Wednesday, June 22, 2011

Defectors highlight abuses in North Korean prisons

A group of 14 North Korean defectors filed a petition with South Korea’s human rights watchdog over abuses they allegedly suffered in two North Korean prisons, a spokesman said.
 
The petition comes as Seoul’s National Human Rights Commission collects cases of human rights violations in the communist state as part of a campaign to improve rights conditions in the North. 

Of the group, eight claimed they had suffered severe abuses at the Jongori prison in the northeastern city of Hoeryong and six others said they were mistreated at a prison in the southwestern county of Jungsan. 

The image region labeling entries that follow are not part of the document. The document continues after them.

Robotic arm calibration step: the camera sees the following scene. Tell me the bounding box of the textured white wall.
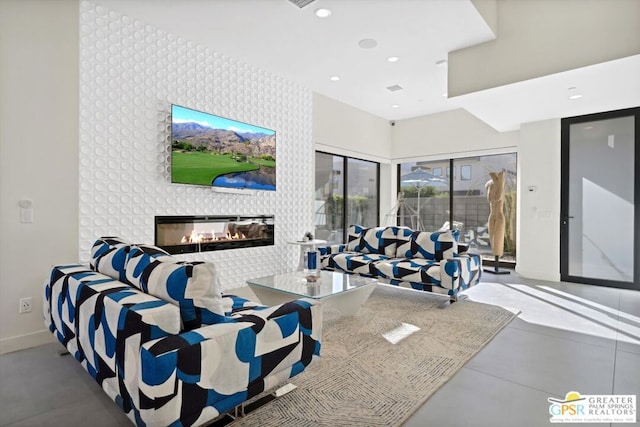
[79,2,314,289]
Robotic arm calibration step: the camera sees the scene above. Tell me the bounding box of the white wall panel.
[79,2,314,289]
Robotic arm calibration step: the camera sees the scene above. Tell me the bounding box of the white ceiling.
[98,0,640,131]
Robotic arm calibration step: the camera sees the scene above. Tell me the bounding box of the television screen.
[171,105,276,191]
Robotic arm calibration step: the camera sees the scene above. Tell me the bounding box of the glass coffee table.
[247,270,378,316]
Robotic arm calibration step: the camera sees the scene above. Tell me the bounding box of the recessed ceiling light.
[358,39,378,49]
[315,7,331,18]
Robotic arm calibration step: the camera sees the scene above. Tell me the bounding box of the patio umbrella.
[400,168,449,226]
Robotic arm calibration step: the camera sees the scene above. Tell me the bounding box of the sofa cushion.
[126,245,176,292]
[395,227,414,258]
[89,237,131,283]
[347,225,365,252]
[323,252,389,276]
[375,258,440,285]
[411,230,459,261]
[359,227,397,257]
[127,246,226,330]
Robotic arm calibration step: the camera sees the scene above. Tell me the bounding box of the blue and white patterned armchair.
[318,225,482,301]
[43,238,322,426]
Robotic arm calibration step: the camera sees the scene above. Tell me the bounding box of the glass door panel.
[314,152,344,244]
[347,158,379,231]
[561,111,638,286]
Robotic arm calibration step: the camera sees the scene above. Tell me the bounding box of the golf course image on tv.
[171,105,276,191]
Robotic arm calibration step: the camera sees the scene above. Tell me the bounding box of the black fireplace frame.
[154,215,275,254]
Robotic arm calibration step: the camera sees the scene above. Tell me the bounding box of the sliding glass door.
[315,151,380,244]
[561,108,640,289]
[397,153,517,264]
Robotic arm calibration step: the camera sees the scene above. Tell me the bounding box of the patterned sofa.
[318,225,482,302]
[43,238,322,426]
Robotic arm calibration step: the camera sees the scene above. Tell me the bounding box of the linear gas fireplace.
[155,215,274,254]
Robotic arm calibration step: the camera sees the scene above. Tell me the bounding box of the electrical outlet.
[18,297,33,314]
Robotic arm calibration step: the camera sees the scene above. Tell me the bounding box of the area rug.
[230,285,516,427]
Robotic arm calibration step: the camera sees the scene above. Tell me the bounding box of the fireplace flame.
[227,231,247,240]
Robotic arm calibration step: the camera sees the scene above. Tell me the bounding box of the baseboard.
[0,329,56,354]
[516,265,560,282]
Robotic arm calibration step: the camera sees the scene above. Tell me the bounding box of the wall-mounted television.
[171,105,276,191]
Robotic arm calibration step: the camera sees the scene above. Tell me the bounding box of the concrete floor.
[0,273,640,427]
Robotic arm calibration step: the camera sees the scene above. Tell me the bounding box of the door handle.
[562,215,573,225]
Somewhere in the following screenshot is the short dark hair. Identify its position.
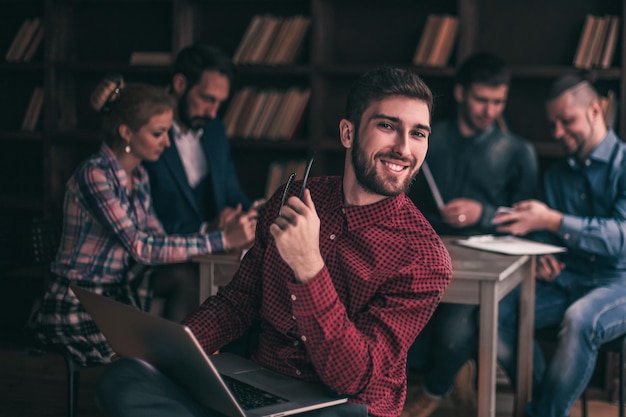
[172,43,234,88]
[345,67,433,127]
[546,74,598,101]
[456,52,511,90]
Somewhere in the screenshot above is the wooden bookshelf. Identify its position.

One case involved a woman, who fled to China to escape hunger only to be captured, repatriated and imprisoned at the Jongori prison. She was pregnant when she was jailed. “She was forcibly injected for abortion but the baby came out alive. Then prison guards killed the baby,” Secretary General Kim Hee-Tae of the Meeting of Promotion for North Korea Human Rights said.  

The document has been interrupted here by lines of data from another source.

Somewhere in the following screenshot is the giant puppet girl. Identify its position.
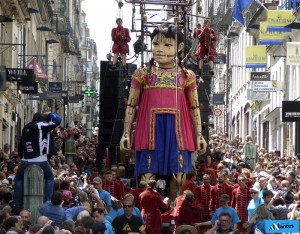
[120,25,207,176]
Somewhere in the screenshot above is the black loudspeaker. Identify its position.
[186,64,213,124]
[99,119,124,145]
[97,61,137,169]
[197,76,212,123]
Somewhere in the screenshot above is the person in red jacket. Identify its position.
[102,171,124,201]
[129,180,147,210]
[111,18,131,67]
[177,190,201,226]
[140,180,169,234]
[209,170,233,216]
[195,19,218,75]
[181,171,197,194]
[195,174,213,222]
[231,174,251,233]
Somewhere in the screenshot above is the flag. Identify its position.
[232,0,252,26]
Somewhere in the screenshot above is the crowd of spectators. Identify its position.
[0,125,300,234]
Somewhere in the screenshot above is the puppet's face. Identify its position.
[152,34,176,68]
[117,20,123,27]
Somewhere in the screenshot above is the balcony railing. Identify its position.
[279,0,300,11]
[37,0,53,25]
[216,0,234,32]
[245,0,279,28]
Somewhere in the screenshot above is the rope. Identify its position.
[174,6,180,175]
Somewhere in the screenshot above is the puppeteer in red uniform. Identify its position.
[140,180,168,234]
[195,19,218,75]
[111,18,131,67]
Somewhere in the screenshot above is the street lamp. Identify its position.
[46,39,59,75]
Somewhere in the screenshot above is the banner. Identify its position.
[252,80,283,92]
[282,101,300,122]
[247,89,270,101]
[286,42,300,66]
[259,22,283,45]
[26,57,48,79]
[250,72,271,81]
[245,45,267,68]
[267,10,294,32]
[265,220,299,233]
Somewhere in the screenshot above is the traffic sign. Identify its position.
[214,108,222,117]
[6,68,34,82]
[84,88,94,97]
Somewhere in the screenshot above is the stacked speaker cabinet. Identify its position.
[98,61,136,165]
[186,64,213,142]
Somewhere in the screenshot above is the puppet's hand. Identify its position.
[197,134,207,155]
[120,132,131,151]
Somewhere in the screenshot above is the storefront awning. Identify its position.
[26,57,48,79]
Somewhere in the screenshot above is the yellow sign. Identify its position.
[245,45,267,68]
[267,10,294,27]
[259,22,283,45]
[267,10,294,32]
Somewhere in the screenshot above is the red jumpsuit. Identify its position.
[231,186,251,231]
[140,188,168,234]
[195,27,218,61]
[197,162,217,178]
[181,179,196,194]
[177,199,201,226]
[113,179,125,200]
[111,26,131,54]
[129,188,144,210]
[102,180,124,200]
[195,184,213,222]
[209,183,233,212]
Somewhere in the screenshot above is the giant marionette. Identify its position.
[195,19,218,75]
[120,25,207,183]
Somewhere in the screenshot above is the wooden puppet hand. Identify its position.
[197,135,207,155]
[120,132,131,151]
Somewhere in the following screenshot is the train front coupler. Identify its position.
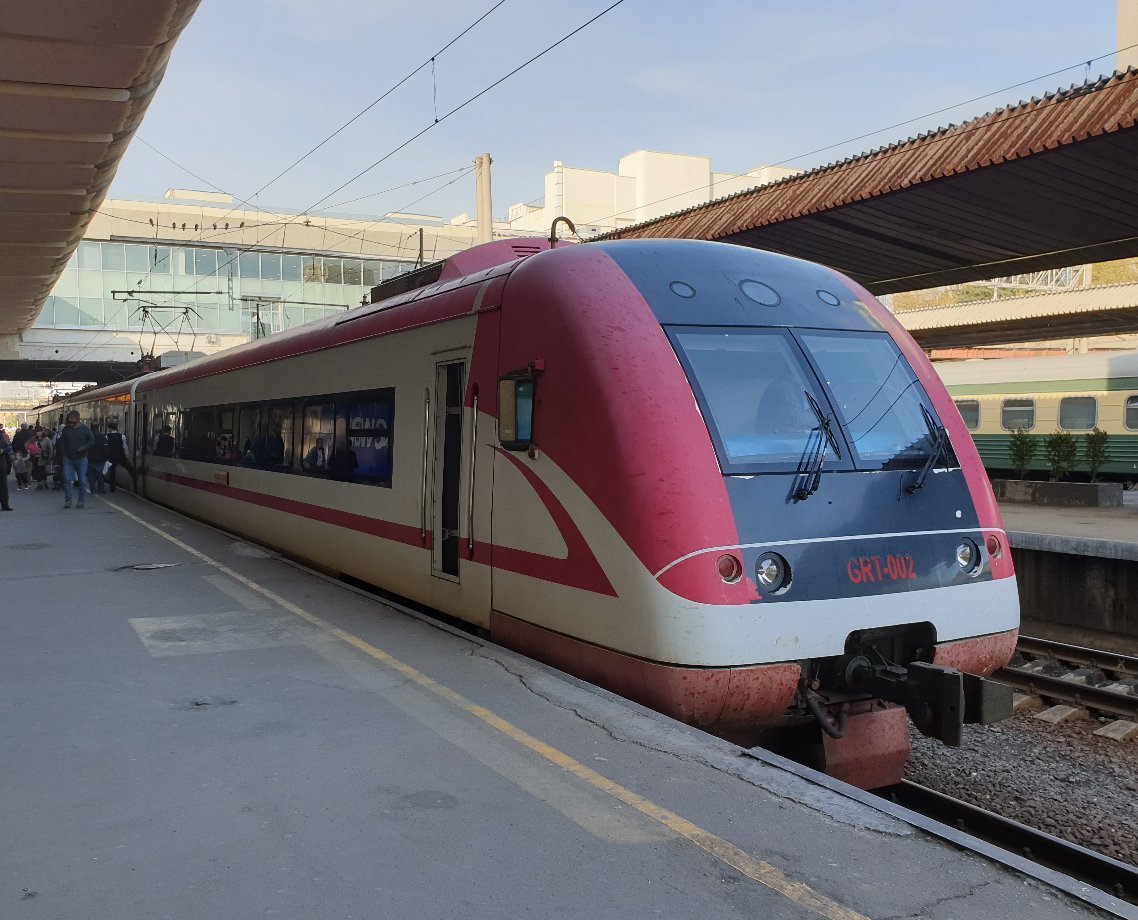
[840,655,1012,747]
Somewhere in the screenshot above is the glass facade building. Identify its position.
[42,240,414,337]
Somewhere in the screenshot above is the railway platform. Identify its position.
[999,490,1138,561]
[0,492,1138,920]
[1000,491,1138,655]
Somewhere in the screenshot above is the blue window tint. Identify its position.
[1059,396,1098,432]
[669,329,834,473]
[799,332,937,469]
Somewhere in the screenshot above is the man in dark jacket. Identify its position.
[57,409,94,508]
[106,421,138,492]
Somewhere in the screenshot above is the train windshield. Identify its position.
[669,327,955,473]
[671,329,849,473]
[797,331,956,469]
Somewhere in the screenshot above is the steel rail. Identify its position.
[992,667,1138,720]
[1016,635,1138,677]
[875,780,1138,904]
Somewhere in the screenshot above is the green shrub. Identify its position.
[1082,428,1111,483]
[1044,432,1079,483]
[1007,428,1039,479]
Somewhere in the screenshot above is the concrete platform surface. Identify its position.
[999,491,1138,560]
[0,492,1138,920]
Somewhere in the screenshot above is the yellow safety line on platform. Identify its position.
[107,501,868,920]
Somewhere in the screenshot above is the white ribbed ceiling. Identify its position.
[0,0,200,335]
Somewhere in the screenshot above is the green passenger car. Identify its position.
[935,352,1138,480]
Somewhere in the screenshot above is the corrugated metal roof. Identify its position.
[897,284,1138,348]
[603,69,1138,293]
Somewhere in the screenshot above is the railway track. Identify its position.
[992,636,1138,722]
[875,780,1138,904]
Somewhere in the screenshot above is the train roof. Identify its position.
[933,351,1138,387]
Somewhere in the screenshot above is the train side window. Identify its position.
[1123,396,1138,432]
[214,405,237,463]
[956,400,980,432]
[179,406,217,463]
[1059,396,1098,432]
[150,408,178,457]
[1000,400,1036,432]
[498,377,534,451]
[259,403,292,470]
[300,402,336,474]
[236,405,261,467]
[341,389,395,486]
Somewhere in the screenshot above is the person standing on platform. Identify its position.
[57,409,94,508]
[24,426,52,492]
[86,428,107,495]
[106,421,138,492]
[0,425,13,511]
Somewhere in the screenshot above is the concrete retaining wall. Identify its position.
[1012,548,1138,639]
[992,479,1122,508]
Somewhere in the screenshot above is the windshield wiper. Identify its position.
[905,403,948,495]
[794,389,842,501]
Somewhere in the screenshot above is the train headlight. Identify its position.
[754,552,790,594]
[956,537,984,577]
[716,553,743,584]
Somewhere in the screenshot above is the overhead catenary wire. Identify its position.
[108,0,505,302]
[95,0,625,327]
[593,43,1138,230]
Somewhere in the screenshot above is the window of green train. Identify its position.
[999,400,1036,432]
[956,400,980,432]
[1059,396,1098,432]
[300,402,336,474]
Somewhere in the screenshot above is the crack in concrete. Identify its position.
[470,647,914,837]
[879,879,998,920]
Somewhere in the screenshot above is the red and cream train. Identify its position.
[44,240,1019,787]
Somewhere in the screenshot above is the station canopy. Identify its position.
[0,0,199,337]
[600,69,1138,302]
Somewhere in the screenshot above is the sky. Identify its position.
[109,0,1116,226]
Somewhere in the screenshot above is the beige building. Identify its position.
[508,150,797,238]
[20,150,793,375]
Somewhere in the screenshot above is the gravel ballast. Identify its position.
[905,710,1138,865]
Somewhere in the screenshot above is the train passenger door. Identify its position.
[130,402,148,495]
[431,361,467,581]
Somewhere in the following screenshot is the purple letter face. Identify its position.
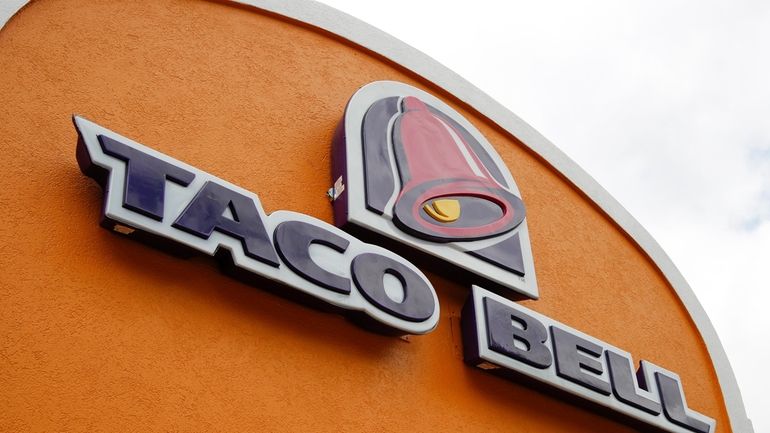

In another case, a defector alleged he had seen around 800 dead bodies during an 18-month jail term in the Jungsan County prison between 2000 and 2001. Deaths were caused by malnutrition, disease and mistreatment at the prison, he said, where up to 4,000 prisoners were held, four times its capacity. 

South Korea’s conservative government has abandoned the previous liberal administration’s strategy of quiet diplomacy and decided to turn up the heat on North Korea over its human rights situation.